Let us start spark context for this Article so that we can execute the code provided.
from pyspark.sql import SparkSession
import getpass
username = getpass.getuser()
spark = SparkSession. \
builder. \
config('spark.ui.port', '0'). \
config("spark.sql.warehouse.dir", f"/user/{username}/warehouse"). \
enableHiveSupport(). \
appName(f'{username} | Python - Basic Transformations'). \
master('yarn'). \
getOrCreate()
If you are going to use CLIs, you can use Spark SQL using one of the 3 approaches.
Using Spark SQL
--master yarn \
--conf spark.ui.port=0 \
--conf spark.sql.warehouse.dir=/user/${USER}/warehouse
Using Scala
--master yarn \
--conf spark.ui.port=0 \
--conf spark.sql.warehouse.dir=/user/${USER}/warehouse
Using Pyspark
--master yarn \
--conf spark.ui.port=0 \
--conf spark.sql.warehouse.dir=/user/${USER}/warehouse
orders = spark.read.json(‘/public/retail_db_json/orders’)
orders.show()
orders.printSchema()
orders.count()
Example Aggregations Using cube
- Get count of orders by date using cube.
from pyspark.sql.functions import count, lit
orders. \
groupBy('order_date'). \
agg(count(lit(1)).alias('order_count')). \
show()
orders. \
cube('order_date'). \
agg(count(lit(1)).alias('order_count')). \
orderBy('order_date'). \
show()
- Get count of orders by month as well as date using cube.
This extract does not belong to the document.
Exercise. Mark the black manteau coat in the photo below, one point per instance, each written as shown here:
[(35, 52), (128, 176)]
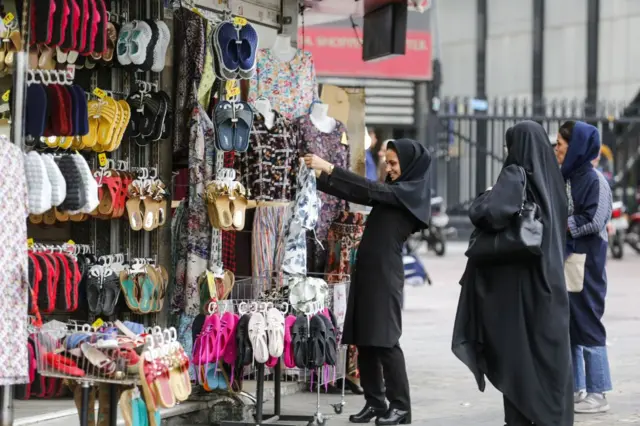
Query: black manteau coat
[(374, 310)]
You will see additional records per month.
from pyspark.sql.functions import date_format
orders. \
groupBy(date_format('order_date', 'yyyyMM').alias('order_month'), 'order_date'). \
agg(count(lit(1)).alias('order_count')). \
orderBy('order_month', 'order_date'). \
show()
orders. \
rollup(date_format('order_date', 'yyyyMM').alias('order_month'), 'order_date'). \
agg(count(lit(1)).alias('order_count')). \
orderBy('order_month', 'order_date'). \
show()
- Get count of orders by year, month as well as date using cube. You will see additional records per month as well as per year.
from pyspark.sql.functions import year
orders. \
groupBy(
year('order_date').alias('order_year'),
date_format('order_date', 'yyyyMM').alias('order_month'),
'order_date'
). \
agg(count(lit(1)).alias('order_count')). \
orderBy('order_year', 'order_month', 'order_date'). \
show()
orders. \
rollup(
year('order_date').alias('order_year'),
date_format('order_date', 'yyyyMM').alias('order_month'),
'order_date'
). \
agg(count(lit(1)).alias('order_count')). \
orderBy('order_year', 'order_month', 'order_date'). \
show()
Hands-On Tasks
- Get count of orders by date using cube.
- Get count of orders by month as well as date using cube.
- Get count of orders by year, month as well as date using cube.
Conclusion
In this article, we explored how to aggregate data using cube
in Spark. The cube
function allows us to generate multidimensional aggregated results, making it a powerful tool for advanced analytics. We encourage you to practice these concepts and engage with the community for further learning.